Só não sabia como - e acabaria quebrando a cachola. Fundindo a cuca. Kundry não subiu ao Olimpo da cultura de massa; talvez tenha entrado numa cápsula e ido criar uma utopia
Eu e Kundry fizemos teatro juntos. Abortamos uma peça de criação coletiva, uma colcha de retalhos que acabou ficando pelas metades. Fracassado o grupo, cada um seguiu um rumo diferente. Kundry e sua namorada mergulharam de cabeça na terapia anarquista. Eu não tenho ilusões quanto a ser ator. Mas Kundry não conseguiu se concentrar em nada que tentasse fazer. Acabou deixando a moça que o amava ao léu, ao desaparecer só com a roupa do corpo.
Um colega outro dia me propôs um problema: para onde vai o masoquista após a morte? No céu ele não vai pagar seus pecados. Será no inferno? Lá ele iria se divertir, seria o céu para ele. Meu amigo sugeriu que talvez ele fosse para o limbo, onde estariam os sábios gregos que tiveram o azar de ter vivido antes do cristianismo.
Eu quero propor outra solução. Ele vai ficar na ante-sala do fim do mundo. Vai esperar pacientemente milhões de anos até o sol se tornar uma estrela vermelha gigantesca e devorar Mercúrio; a Terra estará tão quente que quaisquer vestígios de presença humana serão derretidos em meio à lava. Os mares irão se evaporar. Milhões de anos se passando e o masoquista impaciente. Só ficará feliz quando o sol se tornar uma estrela anã branca e ir encolhendo.

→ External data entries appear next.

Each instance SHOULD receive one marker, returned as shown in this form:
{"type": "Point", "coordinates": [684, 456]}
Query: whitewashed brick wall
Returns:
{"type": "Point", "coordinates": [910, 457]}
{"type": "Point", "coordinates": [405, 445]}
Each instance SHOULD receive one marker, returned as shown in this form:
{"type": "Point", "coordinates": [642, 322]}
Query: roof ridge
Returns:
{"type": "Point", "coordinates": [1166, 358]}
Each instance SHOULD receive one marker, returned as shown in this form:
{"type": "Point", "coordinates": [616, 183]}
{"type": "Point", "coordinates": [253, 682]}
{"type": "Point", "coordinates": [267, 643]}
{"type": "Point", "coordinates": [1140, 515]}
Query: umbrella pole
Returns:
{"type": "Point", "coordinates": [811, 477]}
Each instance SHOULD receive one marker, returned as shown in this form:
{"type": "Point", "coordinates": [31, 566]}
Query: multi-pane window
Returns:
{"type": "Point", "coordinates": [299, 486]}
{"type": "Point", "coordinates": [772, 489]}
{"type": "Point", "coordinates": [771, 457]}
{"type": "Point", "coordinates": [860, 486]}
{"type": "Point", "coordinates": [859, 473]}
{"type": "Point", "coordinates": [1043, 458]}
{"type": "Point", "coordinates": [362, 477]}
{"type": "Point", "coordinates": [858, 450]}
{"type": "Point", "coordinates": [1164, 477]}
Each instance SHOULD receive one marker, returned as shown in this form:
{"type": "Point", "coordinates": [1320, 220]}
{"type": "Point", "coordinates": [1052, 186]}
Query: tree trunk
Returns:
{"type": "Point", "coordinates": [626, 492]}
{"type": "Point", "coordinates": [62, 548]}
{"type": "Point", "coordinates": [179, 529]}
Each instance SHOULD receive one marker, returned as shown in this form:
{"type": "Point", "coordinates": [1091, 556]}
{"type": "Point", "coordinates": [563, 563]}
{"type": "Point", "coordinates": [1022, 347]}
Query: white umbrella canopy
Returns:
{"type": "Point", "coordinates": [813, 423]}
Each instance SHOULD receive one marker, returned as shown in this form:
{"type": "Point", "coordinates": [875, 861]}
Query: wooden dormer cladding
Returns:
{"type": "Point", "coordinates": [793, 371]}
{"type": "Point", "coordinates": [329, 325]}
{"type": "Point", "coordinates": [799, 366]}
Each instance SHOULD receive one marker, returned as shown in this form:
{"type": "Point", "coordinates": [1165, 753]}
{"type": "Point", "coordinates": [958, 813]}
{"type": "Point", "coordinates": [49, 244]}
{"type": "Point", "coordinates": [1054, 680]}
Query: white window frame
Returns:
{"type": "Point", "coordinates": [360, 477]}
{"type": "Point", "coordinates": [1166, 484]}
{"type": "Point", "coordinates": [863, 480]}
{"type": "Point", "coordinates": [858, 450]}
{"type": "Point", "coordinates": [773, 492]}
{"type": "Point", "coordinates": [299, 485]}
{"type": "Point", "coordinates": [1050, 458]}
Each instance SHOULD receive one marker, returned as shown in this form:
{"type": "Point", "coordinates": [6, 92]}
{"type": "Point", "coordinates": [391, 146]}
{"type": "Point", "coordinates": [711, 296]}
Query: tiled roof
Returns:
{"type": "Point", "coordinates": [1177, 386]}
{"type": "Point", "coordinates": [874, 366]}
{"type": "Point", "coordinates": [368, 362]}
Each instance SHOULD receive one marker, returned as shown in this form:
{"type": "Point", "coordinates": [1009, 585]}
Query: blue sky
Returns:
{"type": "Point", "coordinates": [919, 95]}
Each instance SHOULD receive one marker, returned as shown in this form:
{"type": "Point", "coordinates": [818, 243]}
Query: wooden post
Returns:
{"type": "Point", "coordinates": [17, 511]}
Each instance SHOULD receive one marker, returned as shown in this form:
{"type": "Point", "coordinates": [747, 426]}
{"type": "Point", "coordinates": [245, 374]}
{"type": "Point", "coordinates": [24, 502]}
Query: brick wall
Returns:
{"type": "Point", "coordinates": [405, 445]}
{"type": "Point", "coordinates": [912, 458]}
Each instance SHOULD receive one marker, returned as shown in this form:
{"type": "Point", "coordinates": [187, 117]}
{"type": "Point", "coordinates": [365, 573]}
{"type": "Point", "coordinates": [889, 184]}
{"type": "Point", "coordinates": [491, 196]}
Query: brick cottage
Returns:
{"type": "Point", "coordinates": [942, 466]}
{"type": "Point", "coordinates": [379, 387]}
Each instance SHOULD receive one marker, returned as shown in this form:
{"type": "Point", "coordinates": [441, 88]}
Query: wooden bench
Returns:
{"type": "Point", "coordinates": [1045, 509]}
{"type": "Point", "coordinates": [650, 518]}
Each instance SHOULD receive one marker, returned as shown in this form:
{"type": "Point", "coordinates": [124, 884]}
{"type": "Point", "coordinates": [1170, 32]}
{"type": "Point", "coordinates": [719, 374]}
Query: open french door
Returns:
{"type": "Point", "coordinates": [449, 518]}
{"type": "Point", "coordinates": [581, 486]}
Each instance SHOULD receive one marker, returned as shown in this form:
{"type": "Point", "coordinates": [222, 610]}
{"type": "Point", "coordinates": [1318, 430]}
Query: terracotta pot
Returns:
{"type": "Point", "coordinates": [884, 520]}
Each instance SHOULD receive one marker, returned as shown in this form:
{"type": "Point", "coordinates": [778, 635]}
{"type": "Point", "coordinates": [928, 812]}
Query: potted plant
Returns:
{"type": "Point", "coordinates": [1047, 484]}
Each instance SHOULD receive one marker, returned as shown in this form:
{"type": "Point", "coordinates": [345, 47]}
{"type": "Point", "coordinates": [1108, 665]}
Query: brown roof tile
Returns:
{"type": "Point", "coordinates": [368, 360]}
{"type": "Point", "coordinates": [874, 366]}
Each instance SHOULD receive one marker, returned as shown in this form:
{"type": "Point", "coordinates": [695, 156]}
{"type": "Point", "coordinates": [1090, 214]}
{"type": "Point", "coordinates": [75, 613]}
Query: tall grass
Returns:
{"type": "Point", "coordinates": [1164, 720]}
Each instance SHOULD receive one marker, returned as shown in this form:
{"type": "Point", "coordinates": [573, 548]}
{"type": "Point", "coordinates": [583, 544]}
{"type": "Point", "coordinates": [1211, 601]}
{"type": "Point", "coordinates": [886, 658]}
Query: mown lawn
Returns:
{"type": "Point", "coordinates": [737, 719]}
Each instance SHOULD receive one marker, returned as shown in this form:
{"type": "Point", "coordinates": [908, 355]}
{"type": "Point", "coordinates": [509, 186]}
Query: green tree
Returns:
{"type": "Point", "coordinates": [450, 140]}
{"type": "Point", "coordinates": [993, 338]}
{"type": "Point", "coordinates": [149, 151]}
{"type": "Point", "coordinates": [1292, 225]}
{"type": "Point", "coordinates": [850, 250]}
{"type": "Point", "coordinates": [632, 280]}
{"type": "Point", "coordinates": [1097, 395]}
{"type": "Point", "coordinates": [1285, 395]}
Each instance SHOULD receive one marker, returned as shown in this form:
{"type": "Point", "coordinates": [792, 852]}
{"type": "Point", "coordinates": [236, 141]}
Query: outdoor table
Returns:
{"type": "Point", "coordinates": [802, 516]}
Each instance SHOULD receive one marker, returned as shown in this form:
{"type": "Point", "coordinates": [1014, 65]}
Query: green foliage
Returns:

Aí a Terra será somente um mundo gélido e completamente deserto de vida.
Kundry pode ter escolhido ir fazer companhia ao masoquista e ido esperar sentado num quarto nu, uma solitária onde teria acesso somente a uma estante--mas a estante conteria um livro somente--Vênus em Peles, do barão de Sacher-Masoch. Uma solução para um problema...A ante-sala...Da destruição do mundo... Kundry se foi. Apenas se foi.